Kabupaten Malang, blok-a.com – Hadi Wiyono alias Pak Dur telah ditetapkan sebagai tersangka dalam kasus dugaan penganiayaan terhadap anggota DPRD Kabupaten Malang. Namun, laporan yang diajukan Pak Dur sebagai pelapor disebut tetap berlanjut dan kini ditangani Satreskrim Polres Malang.
Kuasa hukum Hadi Wiyono, Nur Mochammad, mengatakan pihaknya pada Selasa (15/9/2026) menjalani pemeriksaan dalam dua kapasitas, yakni sebagai pihak terlapor sekaligus pelapor.
“Yang jelas hari ini kami di samping diperiksa sebagai saksi perkara terlapor, tadi juga diperiksa sebagai pelapor. Jadi Kepolisian Resor Malang, Satreskrim, pada hari ini telah memenuhi hak-hak hukum baik pelapor maupun terlapor. Adapun proses selanjutnya tentu kami percayakan mekanismenya kepada Satreskrim Polres Malang,” kata Nur Mochammad.
Ia memastikan laporan yang dibuat Dur tetap akan diteruskan meski kliennya kini berstatus tersangka dalam perkara lain.
Nur Mochammad juga menyoroti beredarnya potongan video di media sosial yang berkaitan dengan peristiwa di kantor DPRD Kabupaten Malang. Menurutnya, pihak kepolisian telah memperlihatkan video yang lebih utuh sebagai bagian dari alat bukti dalam pemeriksaan.

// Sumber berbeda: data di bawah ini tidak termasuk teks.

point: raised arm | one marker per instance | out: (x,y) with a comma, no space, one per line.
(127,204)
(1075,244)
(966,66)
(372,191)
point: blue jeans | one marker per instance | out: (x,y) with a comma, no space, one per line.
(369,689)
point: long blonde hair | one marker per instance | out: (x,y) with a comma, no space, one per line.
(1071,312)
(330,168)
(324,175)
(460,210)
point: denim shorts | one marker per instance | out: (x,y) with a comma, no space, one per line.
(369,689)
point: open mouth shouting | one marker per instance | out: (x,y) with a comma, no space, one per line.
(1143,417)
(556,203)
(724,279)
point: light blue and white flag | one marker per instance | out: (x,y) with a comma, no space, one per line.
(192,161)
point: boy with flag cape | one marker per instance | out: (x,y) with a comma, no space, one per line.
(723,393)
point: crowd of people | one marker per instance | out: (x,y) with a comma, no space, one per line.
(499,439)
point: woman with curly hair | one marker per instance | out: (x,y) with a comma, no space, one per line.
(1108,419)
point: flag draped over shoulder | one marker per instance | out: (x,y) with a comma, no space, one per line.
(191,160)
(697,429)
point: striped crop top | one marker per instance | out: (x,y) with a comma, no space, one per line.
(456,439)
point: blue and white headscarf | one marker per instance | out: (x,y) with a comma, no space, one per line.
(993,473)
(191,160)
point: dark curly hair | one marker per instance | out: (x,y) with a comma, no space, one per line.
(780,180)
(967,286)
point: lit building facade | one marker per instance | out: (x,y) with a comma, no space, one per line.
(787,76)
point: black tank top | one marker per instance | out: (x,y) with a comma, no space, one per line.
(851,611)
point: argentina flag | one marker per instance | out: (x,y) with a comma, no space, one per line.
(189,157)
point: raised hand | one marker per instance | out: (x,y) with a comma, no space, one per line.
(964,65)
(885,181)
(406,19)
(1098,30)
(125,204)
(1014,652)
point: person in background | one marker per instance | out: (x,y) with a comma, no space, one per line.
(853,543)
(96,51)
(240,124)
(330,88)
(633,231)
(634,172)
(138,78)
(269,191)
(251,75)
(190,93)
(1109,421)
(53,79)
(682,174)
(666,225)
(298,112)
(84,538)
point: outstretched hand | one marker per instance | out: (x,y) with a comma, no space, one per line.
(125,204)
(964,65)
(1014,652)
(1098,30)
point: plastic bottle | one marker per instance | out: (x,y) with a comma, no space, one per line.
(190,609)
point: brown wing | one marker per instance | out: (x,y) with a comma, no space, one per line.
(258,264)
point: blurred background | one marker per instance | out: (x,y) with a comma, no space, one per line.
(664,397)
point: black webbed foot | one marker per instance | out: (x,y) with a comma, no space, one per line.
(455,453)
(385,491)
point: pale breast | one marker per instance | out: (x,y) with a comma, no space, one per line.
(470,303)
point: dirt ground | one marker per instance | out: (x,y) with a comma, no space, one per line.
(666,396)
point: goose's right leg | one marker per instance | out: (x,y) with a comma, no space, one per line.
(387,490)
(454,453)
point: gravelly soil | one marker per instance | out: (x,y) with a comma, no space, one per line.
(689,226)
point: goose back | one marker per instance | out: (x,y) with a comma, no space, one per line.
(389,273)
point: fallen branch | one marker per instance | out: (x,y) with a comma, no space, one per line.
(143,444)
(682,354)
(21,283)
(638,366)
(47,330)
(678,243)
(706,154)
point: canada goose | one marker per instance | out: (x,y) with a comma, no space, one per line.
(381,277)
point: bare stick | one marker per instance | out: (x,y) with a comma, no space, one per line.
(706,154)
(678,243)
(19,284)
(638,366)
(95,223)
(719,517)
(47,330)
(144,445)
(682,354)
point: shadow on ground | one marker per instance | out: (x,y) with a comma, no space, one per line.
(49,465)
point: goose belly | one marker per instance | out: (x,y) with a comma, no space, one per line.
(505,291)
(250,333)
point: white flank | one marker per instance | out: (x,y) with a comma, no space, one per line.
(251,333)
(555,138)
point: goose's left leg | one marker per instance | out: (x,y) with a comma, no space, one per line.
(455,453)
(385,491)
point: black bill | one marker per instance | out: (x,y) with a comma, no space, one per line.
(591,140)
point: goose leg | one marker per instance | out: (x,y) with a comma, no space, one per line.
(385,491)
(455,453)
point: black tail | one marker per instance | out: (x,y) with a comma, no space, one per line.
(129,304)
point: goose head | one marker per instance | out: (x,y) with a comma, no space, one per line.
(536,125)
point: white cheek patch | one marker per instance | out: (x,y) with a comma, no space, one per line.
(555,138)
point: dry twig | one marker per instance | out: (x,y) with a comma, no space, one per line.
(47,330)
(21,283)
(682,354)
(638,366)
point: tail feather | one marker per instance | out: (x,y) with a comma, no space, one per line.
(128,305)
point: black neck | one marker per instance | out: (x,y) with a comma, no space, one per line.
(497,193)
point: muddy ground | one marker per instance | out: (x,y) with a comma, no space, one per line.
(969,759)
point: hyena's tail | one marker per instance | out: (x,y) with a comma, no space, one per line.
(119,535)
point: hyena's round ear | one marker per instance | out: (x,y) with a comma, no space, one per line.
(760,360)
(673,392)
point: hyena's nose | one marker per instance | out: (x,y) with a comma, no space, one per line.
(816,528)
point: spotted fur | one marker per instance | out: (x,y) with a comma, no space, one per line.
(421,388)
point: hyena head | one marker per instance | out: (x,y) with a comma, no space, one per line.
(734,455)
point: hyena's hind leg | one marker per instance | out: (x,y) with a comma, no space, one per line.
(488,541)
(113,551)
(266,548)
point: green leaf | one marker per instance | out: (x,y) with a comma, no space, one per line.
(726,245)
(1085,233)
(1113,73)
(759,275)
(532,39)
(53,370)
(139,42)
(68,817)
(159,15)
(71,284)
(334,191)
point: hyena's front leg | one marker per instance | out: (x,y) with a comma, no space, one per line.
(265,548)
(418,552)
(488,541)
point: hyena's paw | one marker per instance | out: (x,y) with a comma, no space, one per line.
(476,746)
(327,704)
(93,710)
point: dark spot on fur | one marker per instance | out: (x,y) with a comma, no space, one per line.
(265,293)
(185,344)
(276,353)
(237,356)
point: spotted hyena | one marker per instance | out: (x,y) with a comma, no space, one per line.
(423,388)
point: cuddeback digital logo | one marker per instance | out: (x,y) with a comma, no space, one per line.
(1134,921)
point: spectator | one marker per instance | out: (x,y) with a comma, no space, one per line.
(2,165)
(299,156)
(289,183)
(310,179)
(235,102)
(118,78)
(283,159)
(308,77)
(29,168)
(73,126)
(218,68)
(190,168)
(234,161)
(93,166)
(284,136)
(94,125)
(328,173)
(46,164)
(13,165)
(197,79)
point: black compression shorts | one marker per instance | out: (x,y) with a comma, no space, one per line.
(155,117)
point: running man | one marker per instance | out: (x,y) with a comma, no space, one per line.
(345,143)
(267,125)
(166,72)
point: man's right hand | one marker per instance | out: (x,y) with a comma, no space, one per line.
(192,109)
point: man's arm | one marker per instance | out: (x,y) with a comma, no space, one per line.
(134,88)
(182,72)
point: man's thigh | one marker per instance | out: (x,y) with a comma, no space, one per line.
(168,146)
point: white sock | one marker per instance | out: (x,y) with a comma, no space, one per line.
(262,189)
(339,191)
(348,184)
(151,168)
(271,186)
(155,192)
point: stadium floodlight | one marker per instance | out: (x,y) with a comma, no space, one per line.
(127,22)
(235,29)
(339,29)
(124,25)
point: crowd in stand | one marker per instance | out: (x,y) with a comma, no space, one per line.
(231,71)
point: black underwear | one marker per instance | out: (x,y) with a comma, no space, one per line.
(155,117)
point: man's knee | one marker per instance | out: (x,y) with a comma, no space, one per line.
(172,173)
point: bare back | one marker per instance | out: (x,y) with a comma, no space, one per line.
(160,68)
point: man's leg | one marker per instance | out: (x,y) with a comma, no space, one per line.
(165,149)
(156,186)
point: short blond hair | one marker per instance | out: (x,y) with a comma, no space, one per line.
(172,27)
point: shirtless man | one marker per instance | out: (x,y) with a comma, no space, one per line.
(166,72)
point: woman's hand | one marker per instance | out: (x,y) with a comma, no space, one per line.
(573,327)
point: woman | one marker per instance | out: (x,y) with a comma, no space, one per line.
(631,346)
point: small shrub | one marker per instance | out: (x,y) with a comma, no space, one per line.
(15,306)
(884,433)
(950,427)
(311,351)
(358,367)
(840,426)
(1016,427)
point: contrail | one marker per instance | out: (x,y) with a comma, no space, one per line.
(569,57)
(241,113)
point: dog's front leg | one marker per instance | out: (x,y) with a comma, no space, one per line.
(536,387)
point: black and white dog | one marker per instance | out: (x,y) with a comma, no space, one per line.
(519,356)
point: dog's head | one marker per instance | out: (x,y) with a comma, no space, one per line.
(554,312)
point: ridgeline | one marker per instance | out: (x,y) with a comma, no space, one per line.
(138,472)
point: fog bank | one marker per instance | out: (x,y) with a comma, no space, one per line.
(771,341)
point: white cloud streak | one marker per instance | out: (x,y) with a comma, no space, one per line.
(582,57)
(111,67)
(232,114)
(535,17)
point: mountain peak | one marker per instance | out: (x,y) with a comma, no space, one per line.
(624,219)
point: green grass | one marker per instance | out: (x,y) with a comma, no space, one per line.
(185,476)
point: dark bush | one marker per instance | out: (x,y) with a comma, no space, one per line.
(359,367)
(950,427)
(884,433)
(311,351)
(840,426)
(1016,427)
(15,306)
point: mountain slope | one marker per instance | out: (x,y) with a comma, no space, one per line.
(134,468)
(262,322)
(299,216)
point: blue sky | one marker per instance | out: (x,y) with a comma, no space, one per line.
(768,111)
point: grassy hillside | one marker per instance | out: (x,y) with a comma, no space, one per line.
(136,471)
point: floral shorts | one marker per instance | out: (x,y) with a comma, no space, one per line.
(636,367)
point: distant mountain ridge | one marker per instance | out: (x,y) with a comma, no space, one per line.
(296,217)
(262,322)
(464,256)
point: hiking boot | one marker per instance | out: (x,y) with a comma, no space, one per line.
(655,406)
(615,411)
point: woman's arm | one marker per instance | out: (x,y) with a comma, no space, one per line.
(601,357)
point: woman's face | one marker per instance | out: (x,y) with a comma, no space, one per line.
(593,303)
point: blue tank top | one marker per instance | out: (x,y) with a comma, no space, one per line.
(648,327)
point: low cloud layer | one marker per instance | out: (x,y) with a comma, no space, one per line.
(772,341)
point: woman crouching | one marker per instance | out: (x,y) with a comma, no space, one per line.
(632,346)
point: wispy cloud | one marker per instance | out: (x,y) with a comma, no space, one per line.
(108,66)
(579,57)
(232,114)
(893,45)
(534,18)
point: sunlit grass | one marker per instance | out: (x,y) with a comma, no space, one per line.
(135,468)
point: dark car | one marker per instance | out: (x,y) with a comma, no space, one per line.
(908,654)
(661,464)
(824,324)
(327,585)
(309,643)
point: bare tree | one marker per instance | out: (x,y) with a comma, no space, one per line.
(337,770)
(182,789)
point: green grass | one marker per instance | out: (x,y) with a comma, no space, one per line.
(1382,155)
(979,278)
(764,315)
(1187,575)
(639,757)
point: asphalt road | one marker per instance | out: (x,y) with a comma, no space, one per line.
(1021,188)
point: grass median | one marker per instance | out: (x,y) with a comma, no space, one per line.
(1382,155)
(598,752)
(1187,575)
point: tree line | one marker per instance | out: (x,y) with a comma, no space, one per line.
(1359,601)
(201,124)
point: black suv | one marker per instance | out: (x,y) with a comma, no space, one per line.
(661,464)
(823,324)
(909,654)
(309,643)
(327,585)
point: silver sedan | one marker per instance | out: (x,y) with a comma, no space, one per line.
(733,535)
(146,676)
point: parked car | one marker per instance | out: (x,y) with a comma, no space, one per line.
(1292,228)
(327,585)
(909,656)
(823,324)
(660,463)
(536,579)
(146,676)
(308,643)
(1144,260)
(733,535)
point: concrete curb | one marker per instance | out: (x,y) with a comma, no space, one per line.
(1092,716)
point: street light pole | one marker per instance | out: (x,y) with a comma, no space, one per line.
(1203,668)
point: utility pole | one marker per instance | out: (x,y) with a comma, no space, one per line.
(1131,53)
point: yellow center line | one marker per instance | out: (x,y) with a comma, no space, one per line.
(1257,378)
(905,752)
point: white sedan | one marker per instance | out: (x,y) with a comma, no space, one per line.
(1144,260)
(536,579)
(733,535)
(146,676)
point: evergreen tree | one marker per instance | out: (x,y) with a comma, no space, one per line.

Ia menyebut video tersebut memperlihatkan rangkaian kejadian mulai dari dialog di sofa hingga terjadinya cekcok di luar ruangan. Menurut versi kuasa hukum, dalam rekaman utuh tersebut tidak terlihat adanya aksi saling serang atau tindakan agresif.
“Kalau kita menyikapi framing yang ada di media, saya rasa kita memang perlu saring before sharing. Ketika tadi diputarkan video yang dijadikan sebagai alat bukti kepolisian video yang utuh mulai dari dialog di sofa sampai akhirnya ada cekcok di luar di situ tidak ada saling serang atau agresif,” ujarnya.
Ia menilai potongan video yang beredar di media sosial berpotensi memberikan gambaran berbeda karena tidak menampilkan keseluruhan rangkaian kejadian.